How To Get All The Wayback Machine Links For A Domain
Ever wanted to see everything the WayBack Machine has saved for a domain? Ever wanted to get all of it at once? Here are a couple tools including an entire WayBackMachine OSINT framework giving you everything you need to get everything you want from the archive. Here’s the easy one, waybackurls.py:
Just give it the url you want it to search for and if you DO want it to include subdomains add True at the end.
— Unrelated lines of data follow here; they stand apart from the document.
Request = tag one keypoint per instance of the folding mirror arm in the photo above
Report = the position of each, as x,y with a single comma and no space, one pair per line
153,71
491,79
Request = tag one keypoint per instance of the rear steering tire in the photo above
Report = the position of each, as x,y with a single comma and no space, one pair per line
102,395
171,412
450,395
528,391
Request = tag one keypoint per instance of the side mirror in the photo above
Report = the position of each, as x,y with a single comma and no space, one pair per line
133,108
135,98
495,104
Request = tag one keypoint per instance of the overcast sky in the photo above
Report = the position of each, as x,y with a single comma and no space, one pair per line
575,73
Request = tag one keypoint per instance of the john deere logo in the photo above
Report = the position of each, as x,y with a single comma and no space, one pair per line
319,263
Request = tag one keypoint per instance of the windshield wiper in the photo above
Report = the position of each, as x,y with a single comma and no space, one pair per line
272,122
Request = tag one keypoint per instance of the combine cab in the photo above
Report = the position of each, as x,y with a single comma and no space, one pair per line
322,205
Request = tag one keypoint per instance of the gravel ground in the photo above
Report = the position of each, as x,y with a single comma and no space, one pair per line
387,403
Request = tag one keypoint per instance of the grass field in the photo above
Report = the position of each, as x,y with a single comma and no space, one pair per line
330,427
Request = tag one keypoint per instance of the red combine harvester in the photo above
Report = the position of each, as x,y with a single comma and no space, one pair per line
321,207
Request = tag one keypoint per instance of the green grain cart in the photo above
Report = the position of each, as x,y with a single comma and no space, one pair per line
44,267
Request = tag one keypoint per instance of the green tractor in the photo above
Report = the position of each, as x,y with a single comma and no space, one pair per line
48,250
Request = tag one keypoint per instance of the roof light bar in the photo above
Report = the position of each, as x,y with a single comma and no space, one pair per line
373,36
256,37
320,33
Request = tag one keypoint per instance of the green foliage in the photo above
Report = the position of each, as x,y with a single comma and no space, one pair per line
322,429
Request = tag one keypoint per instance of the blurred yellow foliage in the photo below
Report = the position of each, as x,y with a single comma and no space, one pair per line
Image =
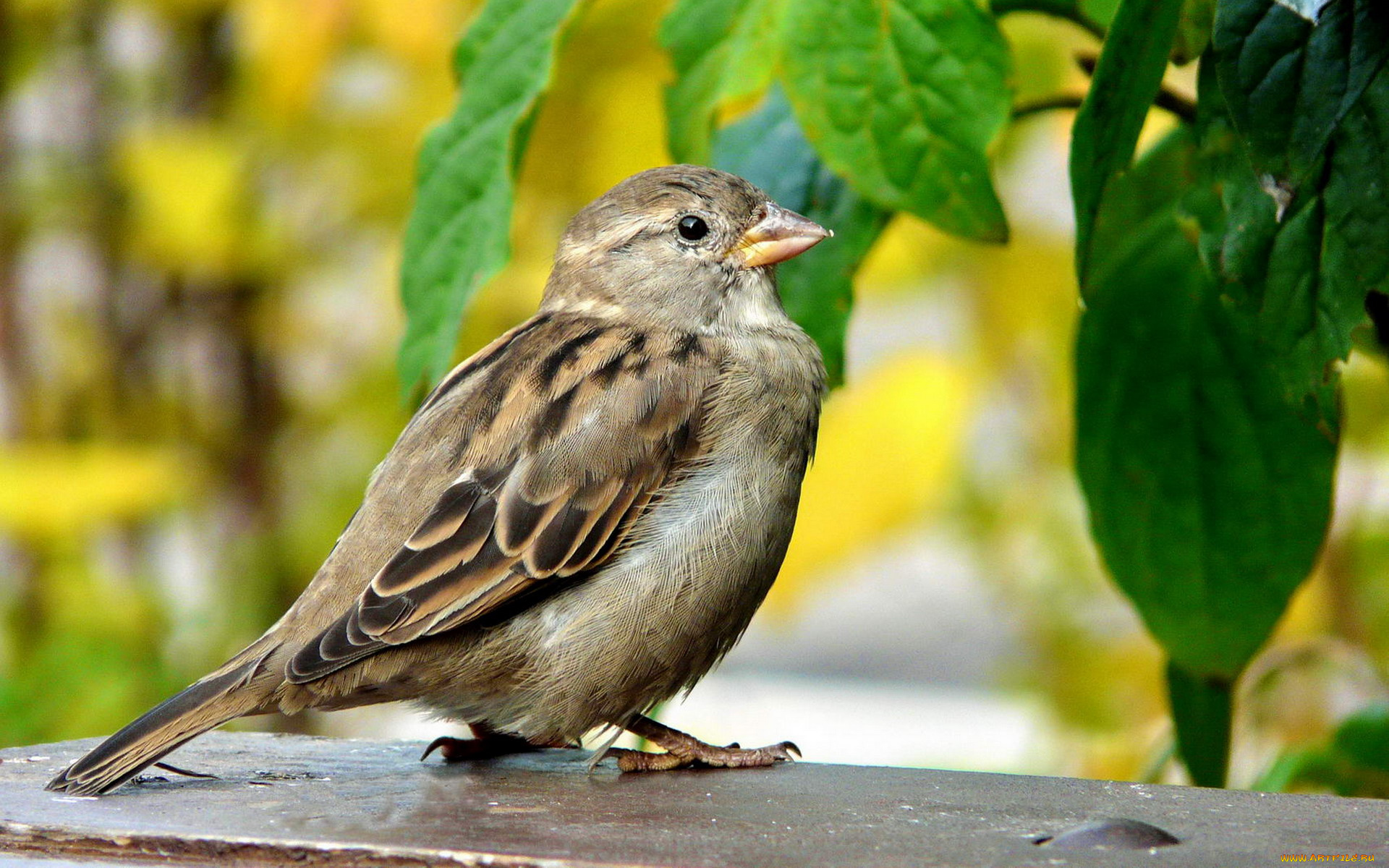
889,446
57,490
187,185
285,48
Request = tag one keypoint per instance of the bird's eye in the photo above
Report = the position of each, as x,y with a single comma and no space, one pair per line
692,228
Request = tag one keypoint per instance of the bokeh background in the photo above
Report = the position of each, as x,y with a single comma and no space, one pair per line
200,210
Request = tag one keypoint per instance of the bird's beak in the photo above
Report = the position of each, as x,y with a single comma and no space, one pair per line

python3 waybackurls.py example.com true
<—with subdomains
python3 waybackurls.py example.com
<—without subdomains
It’ll save the results in a nice little json file in the same directory.
import requests
import sys
import json
def waybackurls(host, with_subs):
if with_subs:
url = 'http://web.archive.org/cdx/search/cdx?url=*.%s/*&output=json&fl=original&collapse=urlkey' % host
else:
url = 'http://web.archive.org/cdx/search/cdx?url=%s/*&output=json&fl=original&collapse=urlkey' % host
r = requests.get(url)
results = r.json()
return results[1:]
if __name__ == '__main__':
argc = len(sys.argv)
if argc < 2:
print('Usage:\n\tpython3 waybackurls.py <url> <include_subdomains:optional>')
sys.exit()
host = sys.argv[1]
with_subs = False
if argc > 3:
with_subs = True
urls = waybackurls(host, with_subs)
json_urls = json.dumps(urls)
if urls:
filename = '%s-waybackurls.json' % host
with open(filename, 'w') as f:
f.write(json_urls)
print('[*] Saved results to %s' % filename)
else:
print('[-] Found nothing')
This is the very same wayback script you’ll find in Kali Linux and it originated from a github gist back in 2017 by mhmdiaa
Since then a bunch of variations have sprung up including one written in the go language .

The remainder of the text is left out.